口腔外科診療領域の遵守と扱う口腔外科疾患の明確化
 口腔外科疾患は口腔腫瘍、顎関節症、顎骨嚢胞、唾石症、外傷、口底部蜂窩織炎、顎骨炎、顎変形症、口蓋裂等、多岐に渡ります。これらの口腔外科疾患には、厚生省健康政策局の第2回歯科口腔外科に関する検討会および一般社団法人日本がん治療認定機構のがん治療認定医の資格認定要件で定められた診療領域を遵守して治療に取り組んでいきます。歯科医師単独で治療を行うには限界がある疾患については、他科と連携し、役割分担を明確にし、チームで意思統一し、協働しながら、各々の技術を十分に発揮し治療に取り組んでいきます。
 
地域に対する社会活動
 沖縄県の12歳児1人当たりの永久歯むし歯罹患本数は1.7本で、全国最下位です。
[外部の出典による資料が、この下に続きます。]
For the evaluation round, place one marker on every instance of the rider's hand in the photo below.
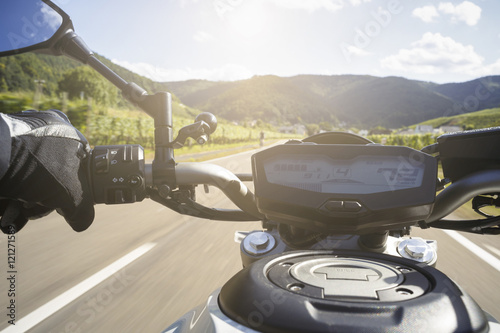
(47, 171)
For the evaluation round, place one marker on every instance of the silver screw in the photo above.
(259, 240)
(415, 248)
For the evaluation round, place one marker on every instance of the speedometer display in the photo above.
(344, 188)
(362, 174)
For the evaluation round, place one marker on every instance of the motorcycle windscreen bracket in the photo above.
(344, 188)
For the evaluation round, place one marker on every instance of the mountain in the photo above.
(358, 100)
(19, 72)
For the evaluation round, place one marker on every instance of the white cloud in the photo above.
(466, 11)
(311, 5)
(203, 37)
(358, 2)
(426, 13)
(434, 54)
(229, 72)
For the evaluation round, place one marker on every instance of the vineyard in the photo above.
(415, 141)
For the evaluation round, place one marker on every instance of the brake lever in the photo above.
(186, 206)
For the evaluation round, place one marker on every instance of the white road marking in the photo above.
(492, 249)
(482, 254)
(46, 310)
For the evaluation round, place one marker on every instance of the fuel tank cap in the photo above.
(347, 291)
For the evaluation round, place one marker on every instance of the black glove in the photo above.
(47, 171)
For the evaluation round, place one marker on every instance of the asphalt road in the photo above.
(182, 261)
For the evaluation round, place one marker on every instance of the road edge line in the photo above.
(51, 307)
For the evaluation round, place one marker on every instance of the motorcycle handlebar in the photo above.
(463, 190)
(120, 175)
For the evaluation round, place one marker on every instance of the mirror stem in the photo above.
(158, 106)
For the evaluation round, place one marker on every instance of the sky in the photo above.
(226, 40)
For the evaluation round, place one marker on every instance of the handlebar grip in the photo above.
(464, 190)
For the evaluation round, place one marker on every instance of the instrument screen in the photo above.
(364, 174)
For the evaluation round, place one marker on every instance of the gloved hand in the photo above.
(47, 171)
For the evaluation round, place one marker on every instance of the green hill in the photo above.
(356, 100)
(349, 100)
(473, 120)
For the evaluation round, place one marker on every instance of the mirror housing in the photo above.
(32, 26)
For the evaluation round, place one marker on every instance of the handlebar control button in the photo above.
(101, 163)
(352, 206)
(335, 206)
(135, 181)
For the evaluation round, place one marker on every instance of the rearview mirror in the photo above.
(29, 25)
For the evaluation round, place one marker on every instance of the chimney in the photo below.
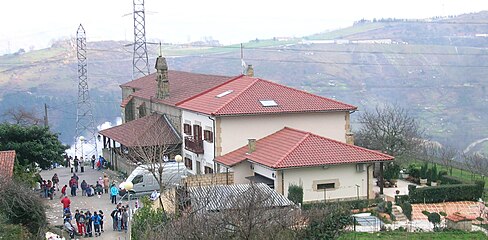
(162, 78)
(251, 145)
(250, 71)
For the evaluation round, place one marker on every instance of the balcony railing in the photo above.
(194, 145)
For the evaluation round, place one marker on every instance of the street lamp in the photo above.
(178, 159)
(128, 186)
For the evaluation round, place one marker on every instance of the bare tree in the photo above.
(155, 142)
(22, 117)
(390, 129)
(446, 156)
(476, 164)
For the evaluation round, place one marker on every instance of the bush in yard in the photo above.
(295, 194)
(447, 193)
(435, 219)
(407, 210)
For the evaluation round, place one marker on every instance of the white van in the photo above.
(145, 183)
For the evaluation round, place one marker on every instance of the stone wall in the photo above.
(209, 179)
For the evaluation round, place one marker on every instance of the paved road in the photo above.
(55, 213)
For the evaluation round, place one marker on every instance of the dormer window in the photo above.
(268, 103)
(224, 93)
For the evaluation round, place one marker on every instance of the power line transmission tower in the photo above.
(140, 61)
(84, 115)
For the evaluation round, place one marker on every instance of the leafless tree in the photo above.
(22, 116)
(390, 129)
(476, 164)
(156, 141)
(446, 156)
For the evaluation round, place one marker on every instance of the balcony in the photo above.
(193, 145)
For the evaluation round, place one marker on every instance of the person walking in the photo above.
(66, 203)
(114, 191)
(93, 161)
(73, 184)
(96, 223)
(106, 182)
(100, 213)
(88, 224)
(76, 163)
(84, 186)
(63, 191)
(55, 180)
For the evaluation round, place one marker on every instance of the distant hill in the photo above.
(436, 68)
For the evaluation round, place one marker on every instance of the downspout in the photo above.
(214, 142)
(283, 182)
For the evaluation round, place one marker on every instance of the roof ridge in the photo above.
(343, 143)
(207, 91)
(254, 80)
(314, 95)
(307, 134)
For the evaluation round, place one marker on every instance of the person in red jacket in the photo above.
(66, 203)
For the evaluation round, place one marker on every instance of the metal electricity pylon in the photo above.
(140, 63)
(84, 115)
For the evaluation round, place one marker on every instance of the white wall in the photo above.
(346, 173)
(208, 148)
(236, 130)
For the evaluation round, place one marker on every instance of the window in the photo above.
(224, 93)
(197, 132)
(189, 163)
(208, 136)
(268, 103)
(325, 186)
(137, 179)
(208, 170)
(187, 129)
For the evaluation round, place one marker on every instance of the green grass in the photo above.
(415, 235)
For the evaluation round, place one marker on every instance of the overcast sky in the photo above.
(26, 23)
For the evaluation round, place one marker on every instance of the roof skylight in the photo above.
(224, 93)
(268, 103)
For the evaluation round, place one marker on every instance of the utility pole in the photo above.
(84, 116)
(140, 62)
(46, 123)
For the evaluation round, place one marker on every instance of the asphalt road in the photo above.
(55, 213)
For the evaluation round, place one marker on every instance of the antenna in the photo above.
(243, 64)
(84, 115)
(140, 61)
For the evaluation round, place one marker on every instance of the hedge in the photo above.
(447, 193)
(450, 180)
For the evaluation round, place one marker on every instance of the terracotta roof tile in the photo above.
(182, 85)
(151, 130)
(290, 148)
(245, 93)
(7, 160)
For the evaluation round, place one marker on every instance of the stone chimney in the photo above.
(251, 144)
(250, 71)
(162, 78)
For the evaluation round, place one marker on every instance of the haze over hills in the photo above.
(435, 68)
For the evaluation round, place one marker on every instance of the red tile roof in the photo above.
(151, 130)
(182, 85)
(247, 92)
(7, 160)
(289, 148)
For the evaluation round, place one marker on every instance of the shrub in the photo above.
(295, 194)
(407, 210)
(447, 193)
(450, 179)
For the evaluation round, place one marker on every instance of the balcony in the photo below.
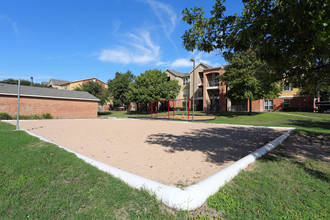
(213, 84)
(200, 83)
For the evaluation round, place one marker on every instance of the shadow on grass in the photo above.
(221, 145)
(297, 147)
(233, 114)
(325, 125)
(312, 172)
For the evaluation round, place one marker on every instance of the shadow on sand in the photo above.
(221, 145)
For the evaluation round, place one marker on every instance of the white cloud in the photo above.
(115, 25)
(140, 50)
(166, 15)
(8, 20)
(181, 63)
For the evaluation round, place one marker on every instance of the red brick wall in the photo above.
(58, 108)
(258, 105)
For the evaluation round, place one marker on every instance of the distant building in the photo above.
(73, 85)
(38, 100)
(209, 93)
(57, 83)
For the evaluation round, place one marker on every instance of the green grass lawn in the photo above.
(39, 180)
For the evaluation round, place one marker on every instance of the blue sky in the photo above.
(80, 39)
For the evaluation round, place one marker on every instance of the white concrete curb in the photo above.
(192, 197)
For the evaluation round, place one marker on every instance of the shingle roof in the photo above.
(58, 81)
(8, 89)
(208, 66)
(177, 73)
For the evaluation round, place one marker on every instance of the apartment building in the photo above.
(67, 85)
(209, 93)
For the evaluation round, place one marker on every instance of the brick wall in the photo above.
(295, 102)
(58, 108)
その背景には県民、保護者の歯科口腔保健意識の低さ並びに個人・地域格差による口腔衛生管理不足などが理由であるとされています。また、咀嚼や舌などの口腔機能の維持は超高齢社会で満足な生活を過ごすために重要です。県民の生活向上のためには、口腔機能を維持できるような環境・仕組みを沖縄県並びに歯科医師会、琉球大学歯科口腔外科、県内病院歯科口腔外科、各関連施設が一体となって推進しなければなりません。今後は、院内他科、地域医療、行政との連携体制を構築し、対話からニーズを丁寧にもれなく抽出することにより、琉球大学歯科口腔外科に求められている役割を懸命に果たしていきたいと考えています。
 
さいごに
 教授には、常に質の高い臨床と研究を展開できることが求められており、教室員がサイエンティフィックにそして人間的に向上し幸福を追求できるように、最大限の教育とサポートを提供することが必須です。教室員には高い志を抱いて、その高みに向かって精一杯努力し、お互いに切磋琢磨する中で得た発見が大勢の人々の苦痛や悲哀の解決につながることを示し、その目標に向かって教室員とともに邁進できるような教室の構築・運営を目指したいと思います。